We are exposed to market risks related to fluctuations in interest rates related to the Blue Torch Credit Facility. The Blue Torch Credit Facility accrues interest at a floating rate, to be based, at our election, on either a reference rate or a 3-month Term SOFR rate (subject to a 1.0% floor), plus an interest rate margin of 7.0% for reference rate borrowings and 8.0% for 3-month Term SOFR borrowings, plus an incremental Term SOFR margin of 0.26161%. Accordingly, increases in SOFR could increase our interest payments under the Blue Torch Credit Facility. For example, a hypothetical increase of 100 basis points in the interest rate of the Blue Torch Credit Facility would have an approximately $1.2 million impact on an annual basis on our results of operations. The SIF loan is interest free.
Inflation Risk
We are exposed to inflation risk. Inflationary factors, such as increases in component parts, labor and other overhead expenses, could impair our operating results. Although there has been a significant increase in inflation in recent periods, it has not had a substantial impact on our results of operations for the three months ended March 31, 2023 or 2022. However, a higher rate of inflation in the future may have a negative impact on our operational and capital expenditures which we may not be able to pass along as cost increases to our customers.
Item 4. Controls and Procedures
Evaluation of Disclosure Controls and Procedures
Disclosure controls and procedures are controls and other procedures that are designed to ensure that information required to be disclosed in our reports filed or submitted under the Securities Exchange Act of 1934, as amended ("Exchange Act"), is recorded, processed, summarized, and reported within the time periods specified in the SEC’s rules and forms.

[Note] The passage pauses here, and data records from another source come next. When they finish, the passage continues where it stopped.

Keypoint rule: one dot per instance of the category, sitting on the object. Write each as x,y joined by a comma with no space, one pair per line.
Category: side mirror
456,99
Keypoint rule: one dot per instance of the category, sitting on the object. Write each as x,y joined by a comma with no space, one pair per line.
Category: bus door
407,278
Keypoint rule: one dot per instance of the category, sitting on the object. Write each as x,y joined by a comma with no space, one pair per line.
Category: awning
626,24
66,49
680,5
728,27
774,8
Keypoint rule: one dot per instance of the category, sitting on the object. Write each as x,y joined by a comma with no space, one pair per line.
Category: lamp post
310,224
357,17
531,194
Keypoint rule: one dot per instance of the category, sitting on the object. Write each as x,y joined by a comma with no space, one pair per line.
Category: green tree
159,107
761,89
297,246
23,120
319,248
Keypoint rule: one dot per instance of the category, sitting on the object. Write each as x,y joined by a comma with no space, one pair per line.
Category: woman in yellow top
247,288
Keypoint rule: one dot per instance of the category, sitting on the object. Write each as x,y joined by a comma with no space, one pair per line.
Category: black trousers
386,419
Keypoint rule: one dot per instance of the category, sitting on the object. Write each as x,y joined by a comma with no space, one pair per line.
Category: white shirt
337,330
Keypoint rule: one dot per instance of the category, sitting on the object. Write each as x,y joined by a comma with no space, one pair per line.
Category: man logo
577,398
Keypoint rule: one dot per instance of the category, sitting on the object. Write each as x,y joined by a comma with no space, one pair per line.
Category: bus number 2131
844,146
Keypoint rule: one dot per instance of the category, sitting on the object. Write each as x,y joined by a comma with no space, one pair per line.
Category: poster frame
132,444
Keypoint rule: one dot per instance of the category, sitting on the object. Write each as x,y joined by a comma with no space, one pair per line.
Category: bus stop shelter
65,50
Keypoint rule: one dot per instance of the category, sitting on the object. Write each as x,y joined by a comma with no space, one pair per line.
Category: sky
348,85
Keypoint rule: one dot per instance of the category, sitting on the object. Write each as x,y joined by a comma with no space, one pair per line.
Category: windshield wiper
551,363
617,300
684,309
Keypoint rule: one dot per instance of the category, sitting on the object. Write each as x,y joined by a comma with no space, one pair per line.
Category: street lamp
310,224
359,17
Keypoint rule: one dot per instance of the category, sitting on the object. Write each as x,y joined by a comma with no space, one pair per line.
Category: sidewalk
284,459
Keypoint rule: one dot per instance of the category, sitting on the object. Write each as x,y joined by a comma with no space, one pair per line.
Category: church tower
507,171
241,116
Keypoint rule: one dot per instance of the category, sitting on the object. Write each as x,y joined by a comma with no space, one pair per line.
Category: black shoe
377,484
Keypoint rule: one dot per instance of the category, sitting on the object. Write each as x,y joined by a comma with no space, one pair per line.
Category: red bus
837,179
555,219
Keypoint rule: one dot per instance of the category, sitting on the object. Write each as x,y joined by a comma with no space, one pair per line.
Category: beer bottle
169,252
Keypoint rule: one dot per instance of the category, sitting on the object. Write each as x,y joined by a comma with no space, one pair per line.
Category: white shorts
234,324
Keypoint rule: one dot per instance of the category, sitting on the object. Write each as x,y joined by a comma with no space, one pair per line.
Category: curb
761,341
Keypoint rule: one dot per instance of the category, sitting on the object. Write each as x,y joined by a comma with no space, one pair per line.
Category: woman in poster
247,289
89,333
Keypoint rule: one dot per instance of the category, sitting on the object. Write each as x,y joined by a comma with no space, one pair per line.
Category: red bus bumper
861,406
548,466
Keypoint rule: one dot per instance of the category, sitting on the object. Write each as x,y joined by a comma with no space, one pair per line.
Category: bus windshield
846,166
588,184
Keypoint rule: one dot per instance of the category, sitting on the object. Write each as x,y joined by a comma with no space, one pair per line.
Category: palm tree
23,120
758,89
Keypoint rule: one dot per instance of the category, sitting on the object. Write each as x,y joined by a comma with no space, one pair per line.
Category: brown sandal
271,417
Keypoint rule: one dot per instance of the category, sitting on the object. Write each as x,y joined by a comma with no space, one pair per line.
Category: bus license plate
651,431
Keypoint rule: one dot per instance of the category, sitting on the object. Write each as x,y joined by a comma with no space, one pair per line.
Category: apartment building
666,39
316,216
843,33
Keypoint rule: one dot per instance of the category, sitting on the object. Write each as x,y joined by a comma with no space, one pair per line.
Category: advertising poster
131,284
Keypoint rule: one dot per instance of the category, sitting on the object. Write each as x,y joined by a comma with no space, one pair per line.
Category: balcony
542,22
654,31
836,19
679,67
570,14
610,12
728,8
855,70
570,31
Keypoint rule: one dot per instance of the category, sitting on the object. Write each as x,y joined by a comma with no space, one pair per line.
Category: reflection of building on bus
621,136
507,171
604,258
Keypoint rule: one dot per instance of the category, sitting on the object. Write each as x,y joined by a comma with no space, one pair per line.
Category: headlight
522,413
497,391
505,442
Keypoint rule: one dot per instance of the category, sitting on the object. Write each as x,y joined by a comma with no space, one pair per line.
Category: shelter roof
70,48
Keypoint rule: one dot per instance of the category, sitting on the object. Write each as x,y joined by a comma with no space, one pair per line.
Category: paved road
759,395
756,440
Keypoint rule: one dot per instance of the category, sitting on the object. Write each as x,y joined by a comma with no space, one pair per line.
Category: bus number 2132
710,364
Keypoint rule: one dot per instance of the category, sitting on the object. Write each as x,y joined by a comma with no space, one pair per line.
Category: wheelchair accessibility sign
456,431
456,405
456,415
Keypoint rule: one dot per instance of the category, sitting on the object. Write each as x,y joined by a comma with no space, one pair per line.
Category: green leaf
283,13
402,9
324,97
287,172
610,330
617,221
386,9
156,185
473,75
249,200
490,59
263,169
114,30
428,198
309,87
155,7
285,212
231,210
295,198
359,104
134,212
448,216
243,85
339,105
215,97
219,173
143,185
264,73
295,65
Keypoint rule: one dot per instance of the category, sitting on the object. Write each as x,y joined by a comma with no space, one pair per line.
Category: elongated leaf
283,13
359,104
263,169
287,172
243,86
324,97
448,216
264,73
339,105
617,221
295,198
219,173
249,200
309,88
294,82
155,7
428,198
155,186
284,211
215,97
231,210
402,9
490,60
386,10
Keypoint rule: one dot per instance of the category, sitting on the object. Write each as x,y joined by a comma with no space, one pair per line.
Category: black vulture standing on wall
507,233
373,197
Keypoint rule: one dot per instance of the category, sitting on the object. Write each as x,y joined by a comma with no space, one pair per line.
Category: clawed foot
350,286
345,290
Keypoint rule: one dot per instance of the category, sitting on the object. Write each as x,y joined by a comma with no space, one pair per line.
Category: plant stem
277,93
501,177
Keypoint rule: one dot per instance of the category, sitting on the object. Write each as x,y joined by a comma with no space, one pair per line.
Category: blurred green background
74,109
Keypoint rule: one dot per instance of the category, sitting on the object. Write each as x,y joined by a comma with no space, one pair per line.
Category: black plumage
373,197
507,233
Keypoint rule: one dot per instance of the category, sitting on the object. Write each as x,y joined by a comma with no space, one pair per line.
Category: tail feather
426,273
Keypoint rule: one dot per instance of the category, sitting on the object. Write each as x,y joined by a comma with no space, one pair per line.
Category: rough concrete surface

Disclosure controls and procedures include, without limitation, controls and procedures designed to ensure that information required to be disclosed in company reports filed or submitted under the Exchange Act is accumulated and communicated to management, including our principal executive officer and principal financial officer, to allow timely decisions regarding required disclosure.
We performed an evaluation under the supervision and with the participation of management, including our principal executive officer and principal financial officer, of the effectiveness of the design and operation of our disclosure controls and procedures (as such term is defined in Rule(s) 13a-15(e) and 15d-15(e) under the Exchange Act) as of March 31, 2023. Based upon that evaluation, our principal executive officer and principal financial officer concluded that our disclosure controls and procedures were not effective as of March 31, 2023 because of the material weaknesses in internal control over financial reporting described below.
Notwithstanding the material weaknesses described in Management's Report on Internal Control over Financial Reporting, our management has concluded that our condensed consolidated financial statements for the periods covered by and included in this Quarterly Report are prepared in accordance with GAAP and fairly present, in all material respects, our financial position, results of operations and cash flows for each of the periods presented herein.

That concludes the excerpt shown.